Do not load an openmpi module (they don't have a module for Open MPI 1.8.4 even thought it has been build; version 1.8.3 and earlier have buggy attribute caching). Instead, we'll just use the full path to the proper installation. See ${PETSC_DIR}/${PETSC_ARCH}/lib/petsc-conf/reconfigure*.py for the arguments I used to build PETSc.

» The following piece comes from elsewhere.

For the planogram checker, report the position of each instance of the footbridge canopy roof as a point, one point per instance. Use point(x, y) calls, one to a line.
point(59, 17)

Jobs are submitted using SLURM. See RC Submitting MPI Jobs for generic instructions. As an example, I'm using the following script runex48.sh

#!/bin/sh

#SBATCH --qos=janus
#SBATCH -N 16
#SBATCH --ntasks-per-node=12
#SBATCH --time=00:05:00

export PATH=/curc/tools/x_86_64/rh6/openmpi/1.8.4/gcc/4.9.2/bin:${PATH}
mpiexec ./ex48 -M 24 -P 32 -snes_max_linear_solve_fail 50 -ksp_type cg -pc_type jacobi -ksp_max_it 3 -snes_converged_reason -snes_monitor -log_summary
mpiexec ./ex48 -M 24 -P 32 -snes_max_linear_solve_fail 50 -ksp_type cg -pc_type jacobi -ksp_max_it 3 -snes_converged_reason -snes_monitor -log_summary -matstash_bts

and submitting it with

$ qsub runex48.sh

Model-Specific Registers

Model-Specific Registers can be used to change hardware characteristics including prefetch policy. The cryptic register names (like 0x1a0) are described in Intel's volume 3C: Systems Programming Guide. These registers can be manipulated on Linux using rdmsr and wrmsr from msr-tools. For example,

# rdmsr -p 1 0x1a0
1364970489

and flipping bit 9 (counting from 0 on the right) disables a type of hardware prefetch, so

# wrmsr -p 1 0x1a0 0x1364970689

turns off prefetch and

# wrmsr -p 1 0x1a0 0x1364970489

turns it back on again.

The cache-interfere program

The cache-interfere program in this repository can be used to occupy some part of cache by repeatedly touching lines. Compile with

make CC=gcc CFLAGS='-std=c99 -O2 -Wall -Wextra' cache-interfere

It works by forking and executing your application from the child while spinning in the parent.

Usage: ./cache-interfere [-s set_size] [-c cycles] app [args]

The set_size is the number of bytes to keep in cache and cycles is a crude estimate of the number of clock cycles to spin before retouching the set.